There was also, in theory, a minimum age at which you could hold each post: 30 to be questor, 36 to be aedile and so forth. To prove you were a real high flier, it wasn’t enough to get the jobs, you had to reach them in the first year that you were eligible to do so.

And so, the biggest driving force of politics in the late Republic was neither serving the public nor changing the world: it was simply the urge to haul yourself up onto the next rung of the ladder as fast as you possibly could. This is probably a coincidence, but: the last years of the Roman Republic didn’t go terribly well.

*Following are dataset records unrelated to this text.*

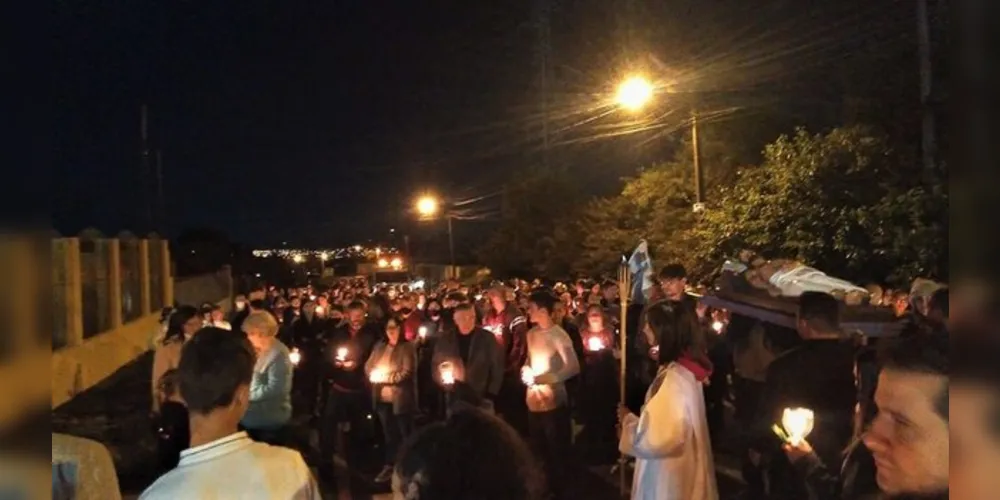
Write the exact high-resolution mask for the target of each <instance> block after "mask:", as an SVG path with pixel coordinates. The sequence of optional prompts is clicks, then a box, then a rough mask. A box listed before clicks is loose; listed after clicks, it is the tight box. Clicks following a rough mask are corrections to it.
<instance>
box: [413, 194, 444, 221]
mask: <svg viewBox="0 0 1000 500" xmlns="http://www.w3.org/2000/svg"><path fill="white" fill-rule="evenodd" d="M439 209H440V203H438V200H437V198H435V197H433V196H422V197H421V198H420V199H419V200H417V213H418V214H420V215H421V216H423V217H433V216H435V215H437V213H438V210H439Z"/></svg>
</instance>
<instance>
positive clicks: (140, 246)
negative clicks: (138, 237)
mask: <svg viewBox="0 0 1000 500" xmlns="http://www.w3.org/2000/svg"><path fill="white" fill-rule="evenodd" d="M150 281H151V280H150V277H149V240H139V282H140V283H141V285H140V286H139V305H140V306H141V307H142V309H141V310H142V315H143V316H148V315H150V314H151V313H152V312H153V311H152V309H153V307H152V297H150Z"/></svg>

There were other ways of attaining and projecting political power, of course, which as Republic turned to Empire became increasingly popular. Military conquest, and the triumphal processions that followed it. Grand monuments and architecture, into which you could literally carve your name. But again, the purpose of these achievements was not so much the glory of the state as that of the man who achieved them. Their primary function was to guarantee his place in the history books.

I'm uncomfortably aware that starting a column about Boris Johnson with a load of half-remembered guff about Roman history is quite a Boris Johnson thing to do, for which I can only apologise. But I stand by it, because I can't help but wonder whether, classicist that he is, it tells us something about how he understands politics.

What, after all, does Johnson want? We all know – as we have known, whether we wanted to or not, for what feels like several centuries now – that he desperately wants to be prime minister. Yet why he wants that job is quite difficult to discern. Thatcher wanted to remake the British economy; Blair to remake the Labour Party. Even David Cameron seems to have had some sense of purpose, in shrinking the state and (this part is quite funny now) providing stability. So what does Boris Johnson think a Johnson premiership is for?

Over the last few months, of course, the former foreign secretary has sold himself primarily as the only man who can actually bring Britain out of the EU. But we all know that's mostly there to win over the Tory selectorate; and the story about him writing two columns, one pro-Leave and one pro-Remain, before the referendum is a reminder that he could and did imagine himself going in the exact opposite direction on this one. 

What else does he want? Tax cuts for the rich? Well probably, but he's a Tory, that's pretty much the job description. To support business? Only when it's convenient.  

His eight years as mayor of London provide few clues to anything but his ambition. He had little interest in social policy or addressing the housing crisis, and seemed unenthusiastic about the long-term efforts required to do anything much in transport. The few things he seemed genuinely excited about were those that he could make happen relatively quickly, and which left a mark on the physical world: those ghastly new buses which on a summer's day double as slow cookers; the Garden Bridge, which never happened; the cable car, which unfortunately did. His continued enthusiasm for building literal bridges suggests he retains this keenness for leaving a mark on the world; the unbridled stupidity of most of the schemes he supports suggest a lack of concern about how he does it.

In other words, everything Boris Johnson has said or done has had one of two goals: to create a monument to himself; or to move himself one step closer to the next big job. Like the ideologies of the Romans he spends so much time misquoting, Johnsonism is no more and no less than the idea that Boris Johnson should be remembered.

There's an irony here, which is about the only upside I can find in this leaking cesspit of a political situation. Boris Johnson has dedicated his entire career to getting his name in the history books. But the manner in which he's done it means he stands to inherit the premiership three months before Brexit Day, with no way forward that won't detonate either his government or the entire British economy. It's quite plausible that he’s now within a year of the end of his political life.

Everything Boris Johnson has done has seemingly had the single purpose of ensuring that he gets a place in the history books. And why not? The Black Death’s in there. We remember disasters, too, if they’re catastrophic enough.